Die Gegner des Bahnprojektes Stuttgart 21 hatten monatelang gekämpft und gehofft. Vergebens: ein Bagger riss die erste Mauer ein.

Stuttgart. Das Stuttgarter Bahnprojekt Stuttgart 21 ist zwar beschlossen, aber weiter heftigst umstritten. Am Mittwoch hat der Abbruch begonnen. Tausende Demonstranten haben mit lautstarkem Protest versucht, die Abrissarbeiten am Nordflügel des Hauptbahnhofs für das Bahnprojekt Stuttgart 21 zu behindern, konnten diese aber nicht aufhalten. Zum Baubeginn des „Jahrhundert-Projekts" riss ein Bagger eine Seitenmauer vom Dach bis zum Erdgeschoss ein. Ein Großaufgebot der Polizei hatte die Baustelle zuvor abgesichert. Daraufhin setzten sich dutzende Demonstranten vor den Bauzaun und blockierten ihn – einige wurden später weggetragen. Gegner des Bahnprojekts zogen nach einer Großdemonstration am Abend über eine Bundesstraße. Es kam zu kilometerlangen Rückstaus. Mehrere hunderte Polizisten waren im Einsatz. Der Abriss der Seitenflügel des denkmalgeschützten Gebäudes ist Teil der Bauarbeiten für das milliardenteure Großvorhaben Stuttgart 21 .
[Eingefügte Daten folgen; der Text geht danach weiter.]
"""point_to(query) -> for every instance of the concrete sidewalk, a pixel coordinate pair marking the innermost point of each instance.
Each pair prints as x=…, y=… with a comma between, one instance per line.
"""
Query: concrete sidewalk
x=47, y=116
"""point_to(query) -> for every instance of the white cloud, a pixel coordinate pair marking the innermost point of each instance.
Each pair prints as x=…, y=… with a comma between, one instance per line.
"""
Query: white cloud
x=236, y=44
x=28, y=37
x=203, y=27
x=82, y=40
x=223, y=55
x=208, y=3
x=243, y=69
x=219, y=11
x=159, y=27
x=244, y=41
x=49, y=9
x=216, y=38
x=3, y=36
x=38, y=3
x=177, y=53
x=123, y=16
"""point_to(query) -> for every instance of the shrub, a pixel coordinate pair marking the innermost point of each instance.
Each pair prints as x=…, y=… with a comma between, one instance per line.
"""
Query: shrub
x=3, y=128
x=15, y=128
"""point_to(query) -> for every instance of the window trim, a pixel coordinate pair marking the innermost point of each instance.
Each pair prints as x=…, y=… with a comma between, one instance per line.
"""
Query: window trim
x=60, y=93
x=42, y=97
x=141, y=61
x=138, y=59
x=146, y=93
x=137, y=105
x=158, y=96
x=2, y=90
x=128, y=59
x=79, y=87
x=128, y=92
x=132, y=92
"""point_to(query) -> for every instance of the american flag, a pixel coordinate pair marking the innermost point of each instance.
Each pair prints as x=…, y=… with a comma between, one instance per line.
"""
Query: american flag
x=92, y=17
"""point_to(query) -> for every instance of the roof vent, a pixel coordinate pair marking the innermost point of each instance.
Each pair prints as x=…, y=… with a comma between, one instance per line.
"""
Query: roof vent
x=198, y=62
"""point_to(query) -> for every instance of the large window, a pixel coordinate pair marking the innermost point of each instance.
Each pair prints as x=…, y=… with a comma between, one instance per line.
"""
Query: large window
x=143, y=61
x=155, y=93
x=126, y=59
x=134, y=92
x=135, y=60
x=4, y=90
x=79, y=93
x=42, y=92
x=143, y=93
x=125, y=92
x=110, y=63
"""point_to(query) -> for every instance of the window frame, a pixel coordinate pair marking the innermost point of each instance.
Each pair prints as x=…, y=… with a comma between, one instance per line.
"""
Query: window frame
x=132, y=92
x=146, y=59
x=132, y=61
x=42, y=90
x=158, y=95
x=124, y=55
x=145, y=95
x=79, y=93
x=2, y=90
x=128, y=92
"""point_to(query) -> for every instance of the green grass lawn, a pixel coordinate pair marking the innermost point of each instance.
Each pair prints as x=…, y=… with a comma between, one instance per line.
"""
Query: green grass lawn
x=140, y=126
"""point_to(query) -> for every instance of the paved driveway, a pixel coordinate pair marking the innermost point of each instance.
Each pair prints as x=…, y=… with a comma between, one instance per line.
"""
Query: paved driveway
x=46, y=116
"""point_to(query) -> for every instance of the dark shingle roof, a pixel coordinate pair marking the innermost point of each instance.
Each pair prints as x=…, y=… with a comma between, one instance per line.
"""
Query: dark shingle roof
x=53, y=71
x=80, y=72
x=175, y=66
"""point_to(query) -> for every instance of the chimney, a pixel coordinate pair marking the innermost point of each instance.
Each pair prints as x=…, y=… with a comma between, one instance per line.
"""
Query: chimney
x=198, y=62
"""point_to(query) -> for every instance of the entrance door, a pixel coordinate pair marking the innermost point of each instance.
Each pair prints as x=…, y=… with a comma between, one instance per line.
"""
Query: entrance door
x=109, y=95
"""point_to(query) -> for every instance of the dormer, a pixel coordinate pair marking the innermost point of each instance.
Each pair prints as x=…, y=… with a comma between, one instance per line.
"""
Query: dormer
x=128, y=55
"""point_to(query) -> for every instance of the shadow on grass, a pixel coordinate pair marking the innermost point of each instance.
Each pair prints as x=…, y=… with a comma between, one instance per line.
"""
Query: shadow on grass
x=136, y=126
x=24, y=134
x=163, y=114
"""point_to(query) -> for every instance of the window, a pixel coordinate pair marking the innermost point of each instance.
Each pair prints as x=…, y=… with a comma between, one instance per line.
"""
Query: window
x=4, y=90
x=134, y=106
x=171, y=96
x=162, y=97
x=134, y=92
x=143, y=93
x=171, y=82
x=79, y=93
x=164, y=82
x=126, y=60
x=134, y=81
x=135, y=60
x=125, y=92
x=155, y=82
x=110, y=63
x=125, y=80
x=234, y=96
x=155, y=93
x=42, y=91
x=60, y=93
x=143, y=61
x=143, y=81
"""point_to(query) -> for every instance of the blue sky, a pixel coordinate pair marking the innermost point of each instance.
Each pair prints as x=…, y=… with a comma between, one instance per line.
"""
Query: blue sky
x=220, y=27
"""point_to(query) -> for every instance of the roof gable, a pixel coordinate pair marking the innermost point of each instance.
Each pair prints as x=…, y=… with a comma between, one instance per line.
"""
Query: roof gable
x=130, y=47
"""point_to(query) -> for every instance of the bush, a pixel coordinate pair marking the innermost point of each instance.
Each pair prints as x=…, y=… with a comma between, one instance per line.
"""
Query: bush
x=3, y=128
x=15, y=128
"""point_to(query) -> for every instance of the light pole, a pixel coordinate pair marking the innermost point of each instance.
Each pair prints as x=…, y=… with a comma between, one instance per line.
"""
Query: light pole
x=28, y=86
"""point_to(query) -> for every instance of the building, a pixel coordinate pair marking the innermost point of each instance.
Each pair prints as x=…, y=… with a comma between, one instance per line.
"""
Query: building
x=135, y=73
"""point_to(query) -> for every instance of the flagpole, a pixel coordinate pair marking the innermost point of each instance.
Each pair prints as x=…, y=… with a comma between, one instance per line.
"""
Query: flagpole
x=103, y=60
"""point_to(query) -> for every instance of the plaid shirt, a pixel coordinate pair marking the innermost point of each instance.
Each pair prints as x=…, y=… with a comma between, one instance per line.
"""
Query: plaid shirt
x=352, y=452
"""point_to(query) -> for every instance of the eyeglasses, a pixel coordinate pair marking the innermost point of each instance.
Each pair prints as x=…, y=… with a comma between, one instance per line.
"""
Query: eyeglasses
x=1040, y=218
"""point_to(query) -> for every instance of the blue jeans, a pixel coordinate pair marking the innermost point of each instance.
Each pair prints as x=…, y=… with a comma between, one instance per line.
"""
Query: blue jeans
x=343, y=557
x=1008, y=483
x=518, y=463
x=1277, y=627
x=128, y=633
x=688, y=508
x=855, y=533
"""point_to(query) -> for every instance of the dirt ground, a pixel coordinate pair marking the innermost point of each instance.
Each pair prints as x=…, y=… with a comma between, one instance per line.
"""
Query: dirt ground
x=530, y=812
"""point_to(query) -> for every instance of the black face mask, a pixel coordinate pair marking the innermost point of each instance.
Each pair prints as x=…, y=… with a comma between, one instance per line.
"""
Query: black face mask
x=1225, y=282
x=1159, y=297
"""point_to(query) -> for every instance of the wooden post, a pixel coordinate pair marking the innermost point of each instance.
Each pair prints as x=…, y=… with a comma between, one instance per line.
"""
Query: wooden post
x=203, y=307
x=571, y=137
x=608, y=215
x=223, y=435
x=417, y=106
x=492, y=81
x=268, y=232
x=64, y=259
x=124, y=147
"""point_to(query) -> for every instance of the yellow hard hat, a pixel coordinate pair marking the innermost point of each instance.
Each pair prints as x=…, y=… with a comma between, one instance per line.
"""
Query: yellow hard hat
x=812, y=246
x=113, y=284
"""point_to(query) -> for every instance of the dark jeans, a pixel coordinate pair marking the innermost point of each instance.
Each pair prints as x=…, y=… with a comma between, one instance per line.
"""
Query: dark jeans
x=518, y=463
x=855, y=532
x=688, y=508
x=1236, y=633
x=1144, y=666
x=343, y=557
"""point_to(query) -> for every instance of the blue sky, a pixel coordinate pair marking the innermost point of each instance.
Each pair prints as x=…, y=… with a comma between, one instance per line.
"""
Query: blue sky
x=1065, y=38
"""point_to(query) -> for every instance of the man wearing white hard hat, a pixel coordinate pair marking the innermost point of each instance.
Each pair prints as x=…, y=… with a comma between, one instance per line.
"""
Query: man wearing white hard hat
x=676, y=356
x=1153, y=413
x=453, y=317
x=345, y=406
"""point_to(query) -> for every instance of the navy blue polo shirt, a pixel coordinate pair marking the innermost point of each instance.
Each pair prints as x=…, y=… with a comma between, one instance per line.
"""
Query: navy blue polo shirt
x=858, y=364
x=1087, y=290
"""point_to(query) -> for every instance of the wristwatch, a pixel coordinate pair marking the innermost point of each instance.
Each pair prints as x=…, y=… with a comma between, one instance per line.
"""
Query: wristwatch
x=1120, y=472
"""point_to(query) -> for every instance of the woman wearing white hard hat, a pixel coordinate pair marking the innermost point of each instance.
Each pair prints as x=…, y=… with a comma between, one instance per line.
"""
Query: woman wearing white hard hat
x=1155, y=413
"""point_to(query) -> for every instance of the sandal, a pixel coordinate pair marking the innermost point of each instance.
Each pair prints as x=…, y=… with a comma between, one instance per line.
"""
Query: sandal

Am Abend kletterten vor einer für den „Tag X“ angekündigten Großdemonstration sieben Aktivisten auf das Dach des Nordflügels und enthüllten ein Banner neben dem Abrissloch. „Brandstifter Schuster - raus aus dem Rathaus“, hieß es mit Blick auf Stuttgarts Oberbürgermeister Wolfgang Schuster (CDU), der für das Projekt ist. Sie wollen das Dach erst wieder verlassen, wenn Bundesverkehrsminister Peter Ramsauer (CSU) den Abrissstopp veranlasst. Im Bahnhof hinderten Aktivisten für rund eine Stunde einen TGV in Richtung Paris daran, abzufahren. Die Bundespolizei sperrte nach Bahnangaben aus Sicherheitsgründen die daneben liegenden Gleise ab. Der Bahnverkehr wurde behindert, es kam zu Verspätungen. Schon vor der Großdemonstration hatten zahlreiche Gegner vor den geschlossenen Toren des Alten Schlosses – unweit des Bahnhofs - lautstark protestiert. Im Innenhof eröffnete der Oberbürgermeister das Weindorf.
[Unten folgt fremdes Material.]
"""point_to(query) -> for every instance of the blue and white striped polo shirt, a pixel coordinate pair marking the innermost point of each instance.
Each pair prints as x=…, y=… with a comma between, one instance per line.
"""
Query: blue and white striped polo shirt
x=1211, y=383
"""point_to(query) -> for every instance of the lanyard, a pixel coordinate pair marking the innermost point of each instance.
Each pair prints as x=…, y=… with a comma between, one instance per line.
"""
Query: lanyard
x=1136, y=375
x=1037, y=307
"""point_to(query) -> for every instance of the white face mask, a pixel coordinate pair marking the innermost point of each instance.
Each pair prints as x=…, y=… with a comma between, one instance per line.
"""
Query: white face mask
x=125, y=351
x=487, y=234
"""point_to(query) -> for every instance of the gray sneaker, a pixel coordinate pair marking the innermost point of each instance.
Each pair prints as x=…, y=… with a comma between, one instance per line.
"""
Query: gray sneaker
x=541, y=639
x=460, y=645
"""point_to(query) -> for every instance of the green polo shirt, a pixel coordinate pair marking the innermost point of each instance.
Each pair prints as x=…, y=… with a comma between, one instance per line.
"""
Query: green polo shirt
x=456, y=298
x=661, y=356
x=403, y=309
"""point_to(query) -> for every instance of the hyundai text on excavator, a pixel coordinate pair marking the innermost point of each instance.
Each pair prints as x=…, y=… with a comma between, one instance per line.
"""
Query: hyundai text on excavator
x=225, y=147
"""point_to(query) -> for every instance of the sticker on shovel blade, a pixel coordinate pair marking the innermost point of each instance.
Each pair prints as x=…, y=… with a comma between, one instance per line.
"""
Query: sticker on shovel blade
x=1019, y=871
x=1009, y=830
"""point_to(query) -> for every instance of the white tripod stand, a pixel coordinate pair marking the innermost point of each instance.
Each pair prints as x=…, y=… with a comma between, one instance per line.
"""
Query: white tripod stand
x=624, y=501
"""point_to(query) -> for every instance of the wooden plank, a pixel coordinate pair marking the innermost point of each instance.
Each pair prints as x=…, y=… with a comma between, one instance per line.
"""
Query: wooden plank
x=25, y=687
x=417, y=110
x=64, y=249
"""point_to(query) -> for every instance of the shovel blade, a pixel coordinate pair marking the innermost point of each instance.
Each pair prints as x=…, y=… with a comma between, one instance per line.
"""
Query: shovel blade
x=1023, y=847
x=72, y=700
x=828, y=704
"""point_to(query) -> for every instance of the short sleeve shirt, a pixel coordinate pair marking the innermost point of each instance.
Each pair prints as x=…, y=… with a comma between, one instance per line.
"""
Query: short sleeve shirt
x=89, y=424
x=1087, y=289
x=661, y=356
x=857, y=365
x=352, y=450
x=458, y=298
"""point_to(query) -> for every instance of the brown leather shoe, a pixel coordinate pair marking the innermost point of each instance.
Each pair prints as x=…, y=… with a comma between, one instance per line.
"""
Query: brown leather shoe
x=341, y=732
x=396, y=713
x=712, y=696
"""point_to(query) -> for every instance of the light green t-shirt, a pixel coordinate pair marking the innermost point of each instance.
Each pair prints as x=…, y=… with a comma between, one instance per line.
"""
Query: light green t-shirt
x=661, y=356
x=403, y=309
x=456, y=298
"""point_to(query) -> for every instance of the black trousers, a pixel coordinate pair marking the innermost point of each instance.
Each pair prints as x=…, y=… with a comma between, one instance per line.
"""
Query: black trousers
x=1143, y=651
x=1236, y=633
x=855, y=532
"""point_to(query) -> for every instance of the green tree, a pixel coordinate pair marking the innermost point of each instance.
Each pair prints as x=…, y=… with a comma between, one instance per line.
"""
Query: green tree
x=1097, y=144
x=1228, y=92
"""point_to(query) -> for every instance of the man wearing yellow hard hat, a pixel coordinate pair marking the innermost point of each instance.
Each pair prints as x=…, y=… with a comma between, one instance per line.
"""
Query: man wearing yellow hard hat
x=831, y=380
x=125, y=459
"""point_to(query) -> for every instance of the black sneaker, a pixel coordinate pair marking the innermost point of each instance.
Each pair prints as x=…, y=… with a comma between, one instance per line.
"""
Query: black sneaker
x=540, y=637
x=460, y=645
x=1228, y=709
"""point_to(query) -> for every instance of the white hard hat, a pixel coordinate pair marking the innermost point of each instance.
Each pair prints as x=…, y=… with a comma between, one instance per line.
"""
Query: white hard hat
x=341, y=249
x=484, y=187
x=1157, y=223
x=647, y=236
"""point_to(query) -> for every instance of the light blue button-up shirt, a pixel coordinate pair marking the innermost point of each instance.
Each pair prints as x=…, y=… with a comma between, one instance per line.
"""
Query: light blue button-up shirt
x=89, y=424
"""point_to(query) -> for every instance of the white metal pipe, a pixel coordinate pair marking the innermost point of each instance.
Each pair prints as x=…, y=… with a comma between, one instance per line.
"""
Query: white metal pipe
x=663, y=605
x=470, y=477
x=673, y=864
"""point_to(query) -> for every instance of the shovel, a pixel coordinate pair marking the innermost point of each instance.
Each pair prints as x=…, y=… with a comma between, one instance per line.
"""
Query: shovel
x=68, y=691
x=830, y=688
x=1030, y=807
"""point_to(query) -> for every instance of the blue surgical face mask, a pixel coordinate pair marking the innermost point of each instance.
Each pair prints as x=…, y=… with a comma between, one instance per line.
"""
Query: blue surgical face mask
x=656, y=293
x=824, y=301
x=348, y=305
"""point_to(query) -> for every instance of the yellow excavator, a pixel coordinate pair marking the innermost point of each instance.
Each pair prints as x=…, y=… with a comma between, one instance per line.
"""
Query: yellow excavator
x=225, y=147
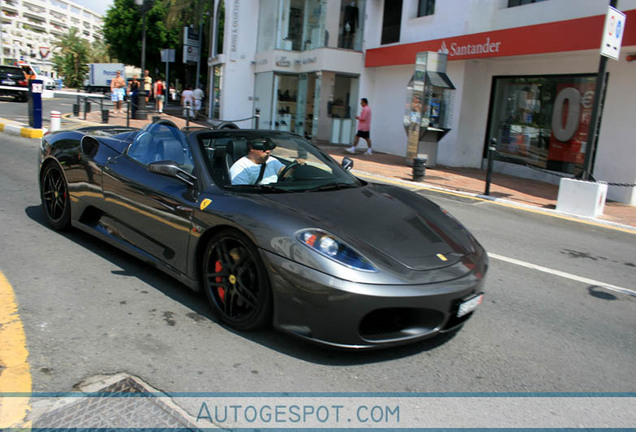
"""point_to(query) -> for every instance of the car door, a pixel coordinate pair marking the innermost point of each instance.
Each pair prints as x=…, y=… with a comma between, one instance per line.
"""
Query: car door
x=153, y=212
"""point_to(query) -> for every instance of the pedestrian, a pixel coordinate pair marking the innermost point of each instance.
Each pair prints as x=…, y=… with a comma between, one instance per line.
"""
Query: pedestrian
x=364, y=126
x=133, y=90
x=147, y=84
x=198, y=98
x=118, y=91
x=187, y=101
x=159, y=96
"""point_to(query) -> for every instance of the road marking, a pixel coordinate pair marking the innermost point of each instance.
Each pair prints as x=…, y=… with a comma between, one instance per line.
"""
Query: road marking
x=15, y=375
x=563, y=274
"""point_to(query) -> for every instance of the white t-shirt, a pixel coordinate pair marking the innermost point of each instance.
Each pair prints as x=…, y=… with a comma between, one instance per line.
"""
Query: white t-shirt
x=244, y=171
x=198, y=96
x=187, y=96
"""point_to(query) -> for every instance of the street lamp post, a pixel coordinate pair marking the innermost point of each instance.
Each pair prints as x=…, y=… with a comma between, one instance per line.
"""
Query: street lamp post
x=141, y=113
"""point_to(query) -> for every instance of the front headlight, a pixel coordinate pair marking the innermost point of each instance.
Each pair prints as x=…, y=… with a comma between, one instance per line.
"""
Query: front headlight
x=333, y=248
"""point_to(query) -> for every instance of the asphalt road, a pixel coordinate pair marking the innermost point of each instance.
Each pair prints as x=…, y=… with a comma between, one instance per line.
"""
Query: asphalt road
x=89, y=309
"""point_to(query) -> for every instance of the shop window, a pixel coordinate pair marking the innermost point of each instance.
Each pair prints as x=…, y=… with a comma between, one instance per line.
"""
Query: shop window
x=391, y=22
x=220, y=28
x=425, y=7
x=543, y=121
x=217, y=87
x=513, y=3
x=350, y=35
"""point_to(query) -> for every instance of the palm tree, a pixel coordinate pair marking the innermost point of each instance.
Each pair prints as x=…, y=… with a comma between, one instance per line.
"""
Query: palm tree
x=181, y=12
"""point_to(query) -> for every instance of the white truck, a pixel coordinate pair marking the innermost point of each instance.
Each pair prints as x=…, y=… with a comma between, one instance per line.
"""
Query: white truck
x=100, y=75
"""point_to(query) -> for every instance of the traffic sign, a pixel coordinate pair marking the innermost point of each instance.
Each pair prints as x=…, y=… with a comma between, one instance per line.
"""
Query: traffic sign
x=613, y=33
Einer der Initiatoren des Protests gegen das Milliarden-Bahnprojekt kündigte eine Dauerblockade mindestens bis zu diesem Freitag an. Er rief die Demonstranten dazu auf, zahlreich zu erscheinen. Sie sollten Lastwagen daran hindern, auf das Gelände zu fahren. Für den Freitagabend (19.00) sei zudem eine Großdemonstration mit Menschenkette um den nahe gelegenen Landtag geplant. Die Initiatoren hofften auf 50 000 Teilnehmer. Nachdem sich die Meldung vom Beginn der Abbrucharbeiten herumgesprochen hatte, strömten am Nachmittag Demonstranten zum Bahnhof. Die Beamten bauten zusätzliche Zäune auf und umzingelten die Sitzblockierer. Die meisten verließen daraufhin freiwillig den Platz, andere wurden weggetragen. Ein Demonstrant hatte sich mit Handschellen an den großen Bauzaun gekettet, die Polizei rückte daraufhin mit einem Bolzenschneider an.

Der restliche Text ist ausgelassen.